In Townsville angekommen. Alles anders. Hotels. Yachthafen. Immerhin gibt es ein Hostel zwischen den Yachten, wo ich für 30 Euro die Nacht übernachten kann. Jetzt checken, was man hier so machen kann. Eins steht fest. Ich will nochmal zu Nemo. Das tat mir so gut und hat mich beeindruckt. Ich buche. Die KreditkarteN glühen. Australien bringt mich an mein Limit. Auch später noch beim Schnorcheln. So hätte das die BILD auch geschrieben, oder? Noch eine Koala-Tour auf Magnetic Island. Fertig. Ach ja, der Flug noch. Ist genauso teuer wie eine Woche Bus fahren. Ich nehme den Flug und freue mich die Wüste zu sehen. Aber bis dahin noch 4 Tage.
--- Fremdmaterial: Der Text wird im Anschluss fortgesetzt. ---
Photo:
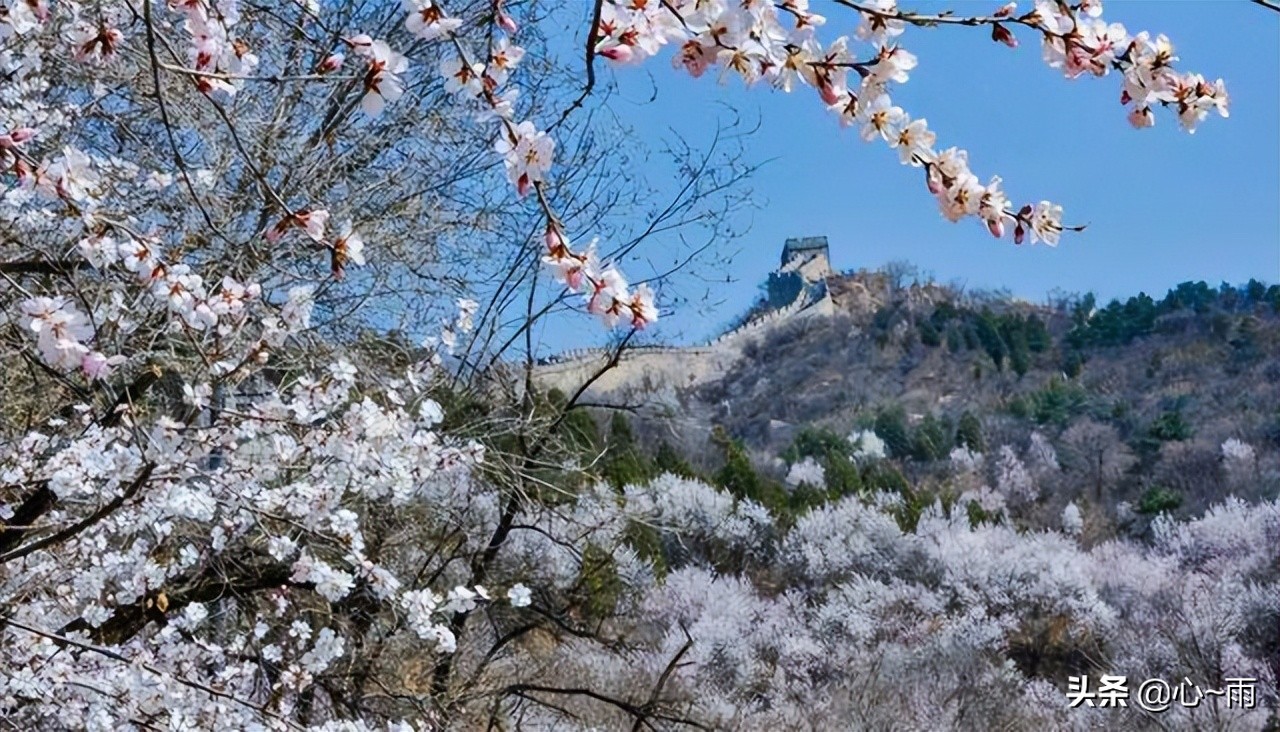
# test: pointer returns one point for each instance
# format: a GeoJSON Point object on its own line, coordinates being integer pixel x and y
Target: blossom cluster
{"type": "Point", "coordinates": [282, 488]}
{"type": "Point", "coordinates": [778, 44]}
{"type": "Point", "coordinates": [528, 155]}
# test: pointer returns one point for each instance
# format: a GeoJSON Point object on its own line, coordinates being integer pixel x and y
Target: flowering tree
{"type": "Point", "coordinates": [219, 512]}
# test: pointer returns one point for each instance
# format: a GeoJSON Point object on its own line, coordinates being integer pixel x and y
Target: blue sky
{"type": "Point", "coordinates": [1162, 206]}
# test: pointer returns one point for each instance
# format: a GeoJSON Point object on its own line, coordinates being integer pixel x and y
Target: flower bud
{"type": "Point", "coordinates": [330, 64]}
{"type": "Point", "coordinates": [506, 22]}
{"type": "Point", "coordinates": [1001, 35]}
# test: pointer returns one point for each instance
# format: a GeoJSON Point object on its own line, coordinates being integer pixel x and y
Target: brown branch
{"type": "Point", "coordinates": [22, 520]}
{"type": "Point", "coordinates": [109, 508]}
{"type": "Point", "coordinates": [210, 584]}
{"type": "Point", "coordinates": [122, 658]}
{"type": "Point", "coordinates": [42, 266]}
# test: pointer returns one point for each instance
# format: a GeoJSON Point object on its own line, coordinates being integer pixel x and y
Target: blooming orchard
{"type": "Point", "coordinates": [214, 516]}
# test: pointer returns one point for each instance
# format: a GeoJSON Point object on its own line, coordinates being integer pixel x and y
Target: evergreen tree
{"type": "Point", "coordinates": [891, 428]}
{"type": "Point", "coordinates": [969, 433]}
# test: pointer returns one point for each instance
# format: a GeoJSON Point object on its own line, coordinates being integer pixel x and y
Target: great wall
{"type": "Point", "coordinates": [799, 288]}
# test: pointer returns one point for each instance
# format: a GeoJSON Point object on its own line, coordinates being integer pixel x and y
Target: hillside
{"type": "Point", "coordinates": [1136, 399]}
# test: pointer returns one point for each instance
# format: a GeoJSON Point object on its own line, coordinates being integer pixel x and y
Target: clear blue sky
{"type": "Point", "coordinates": [1162, 206]}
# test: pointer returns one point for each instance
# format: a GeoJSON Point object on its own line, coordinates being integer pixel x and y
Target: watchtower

Irgendwie mache ich es mir sehr leicht mit meinen Unterkünften und der Lage. Der Treffpunkt für die Schnorcheltour ist am Yachthafen. Also um 6:15 Uhr nur 10 Minuten laufen. War sogar ein bisschen kühl. In Cairns war es ein größeres Boot und 70 Leute? Heute nur 20 Leute und ein kleines Boot. Alles sehr authentisch. Keine Show. Locals organisieren liebevoll, aber auch 4 x in der Woche. Ich lehne mich zurück. Das ist zur Zeit mein Hobby. Wenn ich immer die Gespräche der Jugend über ihre aktuellen Jobs höre. Bar, Hotelbar. Tresen irgendwo. Animateur. Betten machen. Oh ich genieße meine Arbeitslosigkeit. Aber dafür zahle ich auch einen Preis.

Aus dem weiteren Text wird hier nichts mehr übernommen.